LOS ANGELES (AP) _ Facing his 70th birthday on Saturday, Gregory Peck reflects: ″Even though it’s a biblical number, I don’t feel any different.″

At three score and 10, the Oscar-winning actor remains little changed. The figure is still Lincolnesque, the face as if carved in granite, voice mellow and reassuring.

He laughs at age: ″When Tony Quinn passed the 70 mark last year, I sent him a telegram saying the (biblical) age is now four score and 10. And I subscribe to that myself.″

Peck will celebrate the event in characteristic style: a quiet, family gathering at his Holmby Hills home. ″Yes, we’ll have a cake,″ he said, ″but we might need to have someone standing by with a fire extinguisher.″

Two favorite projects occupy Greg Peck these days. The first is a remake of ″Dodsworth,″ a 1936 Walter Huston film based on the Sinclair Lewis novel.
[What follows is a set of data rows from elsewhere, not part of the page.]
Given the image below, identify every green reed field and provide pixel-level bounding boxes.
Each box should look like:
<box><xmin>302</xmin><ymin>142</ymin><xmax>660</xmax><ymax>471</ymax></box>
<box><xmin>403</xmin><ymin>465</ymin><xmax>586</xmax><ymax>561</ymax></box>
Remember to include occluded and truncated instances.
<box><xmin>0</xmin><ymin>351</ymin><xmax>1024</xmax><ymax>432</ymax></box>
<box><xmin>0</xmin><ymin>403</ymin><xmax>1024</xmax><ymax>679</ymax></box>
″I hesitate to mention it because people say, ’Are you still working on that?‴ he said. ″It’s true I have been trying to get it done for years, but I think we’re on the right track now.

″The Producers Circle Company of New York is having a screenplay written, and we’re putting the story back in the Roaring Twenties, which is how Sinclair Lewis wrote it. The Goldwyn movie placed the time in 1936 because it wasn’t that much distant from 1927. We’ll be able to have a livelier background of the Paris of Josephine Baker, Charles Lindbergh, the black bottom and the jazz clubs.

″You can’t do a carbon copy of the original. Audiences’ perceptions have changed, and we can be more candid. Films were much more conservative and puritanical in 1936.″

The other Peck project is audio cassettes of the New Testament.

″My son, Stephen, and I did it as a ‘cottage industry,’ entirely on spec,″ he said. ″It took 14 months to record - it’s a couple of million words, you know. Stephen, who is a documentary filmmaker, editor and sound expert, and I did it all in my log cabin, which was the original building back in the 1920s when it was a shooting lodge. The acoustics turned out to be marvelous.″

The 16-cassette set, based on the King James version, was first taken by the Schuller Ministry of Anaheim, Calif., then the Sears catalogue. Peck recently returned from a publicity tour to St. Louis, Dallas and Richmond, Va., for WaldenBooks, which is placing the set in 1,000 book stores.

″The response has been amazing,″ Peck said happily. ″Recently I was returning from Palm Springs in rather slow traffic. I found myself riding alongside one of those huge, stainless steel 18-wheelers. I was sitting on the passenger side, and I looked up about eight feet and saw the truck driver smiling at me.

″He yelled, ‘Hey, Greg, I’ve been listening to you read the New Testament all the way from Trenton 3/8’ He gave me the thumbs-up sign, and I told my wife Veronique, ’That’s the best review I’ve ever gotten.‴

He was born Eldred Gregory Peck in La Jolla, Calif., crewed at the University of California at Berkeley, then embarked on a stage career in New York. Coming to films during World War II, he immediately became a top leading man, his strong presence dominating the screen in any genre, from Westerns (″Duel in the Sun″) to dramas (″Spellbound″) to romantic comedies (″Roman Holiday″).

The Oscar came for ″To Kill a Mockingbird″ in 1962, and he has remained a stalwart figure in films as well as civic affairs. During his 1967-1970 presidency of the Academy of Motion Picture Arts and Sciences, he led a drive to modernize the stodgy organization.